While Meitner was making history as a woman physicist in the leafy Berlin suburb of Dahlem, outside that ivory tower in the economically collapsed Weimar Republic,
“mystics, magicians and religious fanatics drew followers desperate for rescue. Each was called a
Heiland
, or savior. But in German, there is no plural word for ‘savior.’ There can be only one,” as historian Nicole Rittenmeyer said.
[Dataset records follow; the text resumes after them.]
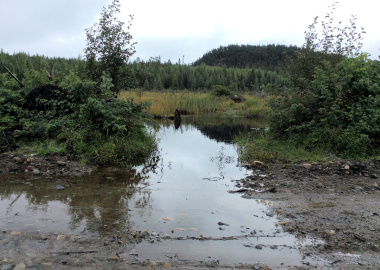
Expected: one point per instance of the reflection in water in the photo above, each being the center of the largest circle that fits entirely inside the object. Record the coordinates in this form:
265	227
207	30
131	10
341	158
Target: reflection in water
221	161
96	203
167	194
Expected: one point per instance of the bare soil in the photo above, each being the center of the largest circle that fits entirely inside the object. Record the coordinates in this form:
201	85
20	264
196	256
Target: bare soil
337	202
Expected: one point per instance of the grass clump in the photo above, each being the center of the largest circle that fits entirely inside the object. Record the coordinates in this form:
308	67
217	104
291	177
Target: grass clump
258	145
164	104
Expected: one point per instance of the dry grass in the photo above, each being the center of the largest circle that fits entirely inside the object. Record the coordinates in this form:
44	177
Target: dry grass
165	103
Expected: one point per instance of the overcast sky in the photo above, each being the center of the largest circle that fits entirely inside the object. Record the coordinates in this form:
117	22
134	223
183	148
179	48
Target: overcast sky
174	29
When on February 28, 1933, the Reichstag, Germany’s Capitol, was attacked by arsonists, President von Hindenburg ordered the “Decree of the Reich President for the Protection of the People and the State,” suspending private property, personal liberty, freedom of assembly, privacy, and press freedom, “until further notice.” Chancellor Hitler dissolved parliament, dismissed the Weimar constitution, and sent eight hundred thousand Germans to prisons or concentration camps. Six weeks later, on April 7, 1933, the anti-Semitic “Law for the Restoration of the Career Civil Service” was passed. Over the next three years, sixteen hundred scholars were fired or resigned, a third being scientists, twenty being Nobel laureates, and quarter of Germany’s physicists were exiled. Lise’s nephew Otto Robert Frisch lost his Rockefeller fellowship to study with Fermi in Rome since, on his return to Germany, he would no longer be employed. Szilard’s Academic Assistance Council got Frisch to Birkbeck in the UK, and after a short term he was able to join Niels Bohr in Copenhagen. Lise’s next-door neighbor, James Franck, could continue working because of his service in the Great War, but he resigned on principle as did Erwin Schrödinger.